A profundidade de campo, possibilidade advinda com a invenção da lente pancromática, foi usada por outros diretores, a exemplo de Jean Renoir em 'A regra do jogo', mas foi o gênio iluminador de Toland (obrigado Romero pela lembrança) que possibilitou a Orson Welles as maravilhas de sombra e luz observadas em 'Citizen Kane'. Assim, quando Toland trabalhou com Wyler neste extraordinário 'Os melhores anos de nossas vidas', deu-lhe o conselho de dar à sua estrutura narrativa um tratamento em campo profundo. O filme, ainda que não pioneiro nesse particular, é um dos primeiros a usar a profundidade de campo com maestria, abrindo caminho para a tomada mais demorada e a preservação do espaço e tempo contínuos. Não seria abusado dizer que Hitchcock deve ter se inspirado em 'The best years of our lifes' e, gênio também que era, radicalizou o processo, com as poucas tomadas de 'Festim diabólico' ('Rope'), que fez em 1948, dois anos depois.
Assim, o filme de Wyler, sobre ser uma obra de singular poeticidade, tem também o mérito de abertura de caminhos na evolução da linguagem cinematográfica.

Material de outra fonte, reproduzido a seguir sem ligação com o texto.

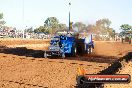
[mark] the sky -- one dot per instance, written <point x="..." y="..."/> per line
<point x="33" y="13"/>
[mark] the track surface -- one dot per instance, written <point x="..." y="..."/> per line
<point x="19" y="69"/>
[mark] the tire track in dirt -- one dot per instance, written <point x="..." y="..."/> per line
<point x="25" y="84"/>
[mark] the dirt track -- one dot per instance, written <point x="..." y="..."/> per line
<point x="28" y="72"/>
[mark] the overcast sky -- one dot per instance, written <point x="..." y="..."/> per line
<point x="34" y="12"/>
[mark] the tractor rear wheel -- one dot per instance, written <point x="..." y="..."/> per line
<point x="74" y="51"/>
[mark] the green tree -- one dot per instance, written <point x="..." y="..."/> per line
<point x="40" y="29"/>
<point x="80" y="26"/>
<point x="29" y="30"/>
<point x="62" y="26"/>
<point x="125" y="27"/>
<point x="51" y="24"/>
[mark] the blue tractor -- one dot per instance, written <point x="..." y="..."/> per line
<point x="65" y="45"/>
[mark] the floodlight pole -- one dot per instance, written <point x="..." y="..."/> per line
<point x="69" y="16"/>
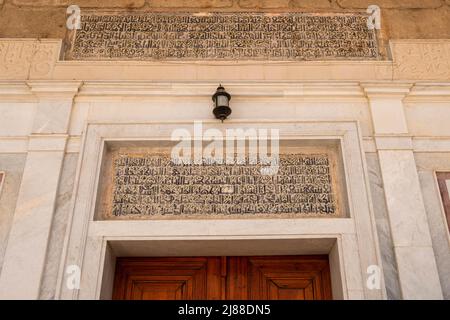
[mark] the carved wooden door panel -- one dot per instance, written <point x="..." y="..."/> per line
<point x="227" y="278"/>
<point x="280" y="278"/>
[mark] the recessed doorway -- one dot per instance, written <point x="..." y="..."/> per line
<point x="226" y="278"/>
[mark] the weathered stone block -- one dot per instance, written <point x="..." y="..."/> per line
<point x="190" y="3"/>
<point x="397" y="4"/>
<point x="264" y="4"/>
<point x="82" y="3"/>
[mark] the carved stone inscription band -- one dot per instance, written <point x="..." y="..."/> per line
<point x="153" y="186"/>
<point x="226" y="36"/>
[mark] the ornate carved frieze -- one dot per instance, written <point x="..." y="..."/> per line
<point x="146" y="186"/>
<point x="424" y="60"/>
<point x="223" y="36"/>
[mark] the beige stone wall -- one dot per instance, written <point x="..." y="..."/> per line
<point x="402" y="19"/>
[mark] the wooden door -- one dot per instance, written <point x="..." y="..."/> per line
<point x="226" y="278"/>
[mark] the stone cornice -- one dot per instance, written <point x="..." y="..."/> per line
<point x="386" y="90"/>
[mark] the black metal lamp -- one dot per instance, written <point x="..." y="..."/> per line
<point x="221" y="103"/>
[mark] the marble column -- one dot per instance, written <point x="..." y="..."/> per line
<point x="28" y="239"/>
<point x="416" y="264"/>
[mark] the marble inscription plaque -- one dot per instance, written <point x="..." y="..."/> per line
<point x="149" y="185"/>
<point x="222" y="36"/>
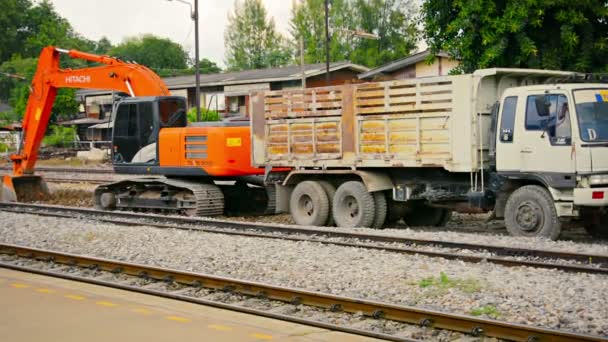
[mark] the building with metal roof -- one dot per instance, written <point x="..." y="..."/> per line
<point x="411" y="67"/>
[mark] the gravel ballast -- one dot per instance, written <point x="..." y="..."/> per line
<point x="540" y="297"/>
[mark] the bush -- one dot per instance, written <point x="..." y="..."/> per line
<point x="206" y="115"/>
<point x="60" y="136"/>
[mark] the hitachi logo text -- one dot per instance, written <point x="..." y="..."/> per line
<point x="78" y="79"/>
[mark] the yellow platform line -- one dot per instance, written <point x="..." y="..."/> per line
<point x="219" y="327"/>
<point x="142" y="311"/>
<point x="45" y="291"/>
<point x="75" y="297"/>
<point x="106" y="304"/>
<point x="261" y="336"/>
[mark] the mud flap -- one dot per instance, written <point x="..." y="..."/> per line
<point x="23" y="188"/>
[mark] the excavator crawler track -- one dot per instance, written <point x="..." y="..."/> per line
<point x="161" y="194"/>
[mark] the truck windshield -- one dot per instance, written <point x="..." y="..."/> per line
<point x="592" y="112"/>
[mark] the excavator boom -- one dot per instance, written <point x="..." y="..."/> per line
<point x="113" y="74"/>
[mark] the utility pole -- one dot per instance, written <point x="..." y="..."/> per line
<point x="197" y="72"/>
<point x="196" y="63"/>
<point x="302" y="67"/>
<point x="327" y="77"/>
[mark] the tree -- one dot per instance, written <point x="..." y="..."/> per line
<point x="154" y="52"/>
<point x="103" y="46"/>
<point x="207" y="67"/>
<point x="29" y="27"/>
<point x="13" y="20"/>
<point x="251" y="39"/>
<point x="551" y="34"/>
<point x="391" y="20"/>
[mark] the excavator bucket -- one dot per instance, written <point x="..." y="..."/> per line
<point x="23" y="188"/>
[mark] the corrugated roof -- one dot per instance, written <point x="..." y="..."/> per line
<point x="400" y="63"/>
<point x="287" y="73"/>
<point x="4" y="107"/>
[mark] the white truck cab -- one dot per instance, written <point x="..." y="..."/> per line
<point x="552" y="146"/>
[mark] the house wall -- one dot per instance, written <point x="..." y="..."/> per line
<point x="441" y="67"/>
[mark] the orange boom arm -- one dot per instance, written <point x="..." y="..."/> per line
<point x="130" y="78"/>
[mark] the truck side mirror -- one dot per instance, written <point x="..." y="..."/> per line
<point x="543" y="105"/>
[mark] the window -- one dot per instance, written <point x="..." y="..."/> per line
<point x="146" y="119"/>
<point x="556" y="124"/>
<point x="507" y="121"/>
<point x="132" y="130"/>
<point x="126" y="120"/>
<point x="172" y="113"/>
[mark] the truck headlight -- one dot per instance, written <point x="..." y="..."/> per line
<point x="598" y="179"/>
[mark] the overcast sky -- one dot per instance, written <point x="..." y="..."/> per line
<point x="117" y="19"/>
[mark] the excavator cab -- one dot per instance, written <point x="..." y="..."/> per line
<point x="136" y="125"/>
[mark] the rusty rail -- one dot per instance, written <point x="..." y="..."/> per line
<point x="405" y="314"/>
<point x="596" y="264"/>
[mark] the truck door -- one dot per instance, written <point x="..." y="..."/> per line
<point x="545" y="142"/>
<point x="507" y="149"/>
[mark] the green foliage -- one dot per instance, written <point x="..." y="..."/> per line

O pobre do Wyler, tão consciencioso em seus trabalhos, foi esculhambado pelo pessoal do 'Cahiers du Cinema', que o considerou acadêmico, antiquado e velho. Mas Wyler se vingou nos efervescentes anos 60, quando recebeu, por 'The collector', a Palma de Ouro em Cannes, deixando os 'nouvellevaguistas' a chupar seus dedos. À parte o comentário, devo ressaltar que gosto muito da 'nouvelle vague' e de seus diretores, mas eles erraram muito com o exagero da 'Politique des Auteurs' e com o escanteio de realizadores magistrais como Wyler. Truffaut, para ficar em um só exemplo, não gostava de John Huston. A crítica sempre é impertinente.
Mas seria injusto se não registrasse, aqui, que, estando Wyler acamado, com gripe americana, quem recebeu a Palma em seu lugar foi Romero Azevedo.
Devo dizer que nesse instante, em que recebia a Palma por Wyler "o gripado", Godard e outros membros da vanguarda revolucionária Kino-Pravda atearam fogo nas cortinas do cinema e os bombeiros tiveram que apelar para as águas azuis da Riviera Francesa. Enquanto isso, na praia, mais uma anônima starlet exibia os seios para meia dúzia de fotógrafos que haviam sido barrados na solenidade du Palais de Cine. Ainda lembro de uma pichação na lateral do Hotel- Cassino onde Hitchcock filmou Ladrão de Casaca: "é proibido proibir".